Multiscale reduced-order modeling of fused filament fabricated composites

TL;DR

This paper develops a multiscale reduced-order model to analyze the impact of voids and layer orientations on the mechanical performance of fused filament fabricated PC/SCF composites, aiding in design optimization.

Contribution

It introduces a mechanistic reduced-order modeling approach to evaluate multiscale defects and their effects in additive manufacturing composites.

Findings

Microscale voids interact with mesoscale voids, degrading mechanical response.

Layer orientations influence stress-strain behavior and performance.

The modeling approach enables efficient evaluation of multiscale design factors.

Abstract

Defects such as voids are observed at multiple length scales of an additively manufactured composite material. Modeling such defects and their multiscale interaction is crucial for the materials performance prediction.

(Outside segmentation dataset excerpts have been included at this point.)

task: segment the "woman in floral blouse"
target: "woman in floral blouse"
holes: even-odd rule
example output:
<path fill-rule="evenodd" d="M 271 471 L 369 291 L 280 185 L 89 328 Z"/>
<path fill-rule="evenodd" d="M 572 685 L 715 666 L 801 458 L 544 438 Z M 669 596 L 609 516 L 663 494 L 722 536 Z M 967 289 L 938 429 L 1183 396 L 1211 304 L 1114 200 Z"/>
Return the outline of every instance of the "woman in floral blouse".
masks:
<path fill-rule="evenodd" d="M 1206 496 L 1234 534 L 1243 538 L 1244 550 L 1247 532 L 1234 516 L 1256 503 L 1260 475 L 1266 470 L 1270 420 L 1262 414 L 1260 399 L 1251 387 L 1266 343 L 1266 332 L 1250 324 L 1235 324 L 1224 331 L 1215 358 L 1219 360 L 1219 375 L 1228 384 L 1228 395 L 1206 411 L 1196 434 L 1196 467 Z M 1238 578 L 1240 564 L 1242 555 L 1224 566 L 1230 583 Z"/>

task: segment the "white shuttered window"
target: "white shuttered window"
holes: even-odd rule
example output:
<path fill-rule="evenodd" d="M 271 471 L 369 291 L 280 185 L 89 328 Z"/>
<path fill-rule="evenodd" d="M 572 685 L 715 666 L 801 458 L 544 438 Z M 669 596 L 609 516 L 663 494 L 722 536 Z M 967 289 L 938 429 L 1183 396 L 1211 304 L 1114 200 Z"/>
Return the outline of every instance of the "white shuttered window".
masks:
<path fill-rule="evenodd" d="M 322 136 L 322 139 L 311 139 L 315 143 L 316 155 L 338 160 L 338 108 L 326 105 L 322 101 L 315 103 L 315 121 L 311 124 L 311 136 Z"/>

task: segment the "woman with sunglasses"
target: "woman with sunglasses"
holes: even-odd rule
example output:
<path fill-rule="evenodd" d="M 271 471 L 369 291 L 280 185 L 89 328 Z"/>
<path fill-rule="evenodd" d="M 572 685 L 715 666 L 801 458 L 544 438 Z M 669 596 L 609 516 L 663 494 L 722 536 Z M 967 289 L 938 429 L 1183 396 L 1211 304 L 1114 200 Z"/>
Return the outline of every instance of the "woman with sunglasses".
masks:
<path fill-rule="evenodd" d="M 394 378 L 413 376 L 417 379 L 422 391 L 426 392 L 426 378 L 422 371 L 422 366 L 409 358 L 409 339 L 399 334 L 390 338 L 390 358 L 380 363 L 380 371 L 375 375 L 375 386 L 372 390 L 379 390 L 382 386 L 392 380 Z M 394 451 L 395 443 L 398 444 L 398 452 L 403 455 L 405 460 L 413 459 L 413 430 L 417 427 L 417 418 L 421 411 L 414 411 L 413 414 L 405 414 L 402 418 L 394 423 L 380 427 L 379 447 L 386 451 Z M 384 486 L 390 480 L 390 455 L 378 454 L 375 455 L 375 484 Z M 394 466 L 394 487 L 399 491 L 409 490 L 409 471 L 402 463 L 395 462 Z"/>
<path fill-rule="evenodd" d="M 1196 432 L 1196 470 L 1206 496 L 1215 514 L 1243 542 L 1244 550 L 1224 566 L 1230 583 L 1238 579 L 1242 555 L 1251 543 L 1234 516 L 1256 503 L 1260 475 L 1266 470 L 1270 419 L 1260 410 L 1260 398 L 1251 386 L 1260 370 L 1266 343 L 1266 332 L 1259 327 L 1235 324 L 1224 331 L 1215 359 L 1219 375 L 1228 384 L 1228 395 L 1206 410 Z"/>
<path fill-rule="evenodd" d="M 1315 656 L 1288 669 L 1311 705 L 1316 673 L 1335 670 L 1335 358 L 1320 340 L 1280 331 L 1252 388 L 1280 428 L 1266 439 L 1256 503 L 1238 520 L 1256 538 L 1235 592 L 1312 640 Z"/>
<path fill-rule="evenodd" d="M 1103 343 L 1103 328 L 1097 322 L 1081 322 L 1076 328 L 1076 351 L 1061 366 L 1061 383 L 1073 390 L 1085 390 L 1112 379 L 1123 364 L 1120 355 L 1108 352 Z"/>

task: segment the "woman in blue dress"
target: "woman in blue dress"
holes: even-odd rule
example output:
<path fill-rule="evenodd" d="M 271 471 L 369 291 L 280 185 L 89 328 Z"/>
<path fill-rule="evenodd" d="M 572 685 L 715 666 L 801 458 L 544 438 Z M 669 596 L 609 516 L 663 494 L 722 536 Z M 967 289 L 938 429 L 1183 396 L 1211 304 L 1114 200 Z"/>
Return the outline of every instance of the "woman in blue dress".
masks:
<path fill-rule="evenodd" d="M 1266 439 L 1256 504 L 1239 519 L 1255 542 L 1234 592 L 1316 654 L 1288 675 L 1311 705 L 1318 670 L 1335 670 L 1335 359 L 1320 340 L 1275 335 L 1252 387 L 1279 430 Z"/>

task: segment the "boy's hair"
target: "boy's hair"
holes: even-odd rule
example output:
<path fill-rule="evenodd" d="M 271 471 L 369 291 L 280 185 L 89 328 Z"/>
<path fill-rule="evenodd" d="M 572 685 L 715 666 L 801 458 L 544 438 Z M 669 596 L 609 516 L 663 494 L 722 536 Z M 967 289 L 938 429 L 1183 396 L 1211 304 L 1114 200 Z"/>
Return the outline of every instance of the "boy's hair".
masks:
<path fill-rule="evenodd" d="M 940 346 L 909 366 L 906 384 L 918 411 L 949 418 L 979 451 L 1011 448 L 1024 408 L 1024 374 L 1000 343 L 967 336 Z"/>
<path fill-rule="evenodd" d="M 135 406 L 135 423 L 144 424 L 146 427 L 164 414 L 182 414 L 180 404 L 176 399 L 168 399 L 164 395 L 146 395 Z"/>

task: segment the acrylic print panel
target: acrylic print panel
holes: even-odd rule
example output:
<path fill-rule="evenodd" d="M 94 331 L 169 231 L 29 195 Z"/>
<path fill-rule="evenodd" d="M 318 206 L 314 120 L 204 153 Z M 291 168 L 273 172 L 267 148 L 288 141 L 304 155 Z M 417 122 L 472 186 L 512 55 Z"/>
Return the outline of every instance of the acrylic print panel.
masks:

In this work, we study as-built defects in fused filament fabricated Polycarbonate/Short Carbon Fiber (PC/SCF) composite samples. The microscale and mesoscale voids along with the mesoscale layer orientations have been studied using a mechanistic reduced-order model. Our result indicates that the microscale intrabead voids interact with the mesoscale interbead voids and significantly degrade the mechanical response of the printed composites compared to the microscale microstructure without voids. The mesoscale layer orientations also influence the stress-strain response and show better performance when the load is applied to the bead direction. The efficient reduced-order modeling approach used in this work provides a way to evaluate multiscale design aspects of additively manufactured composite materials.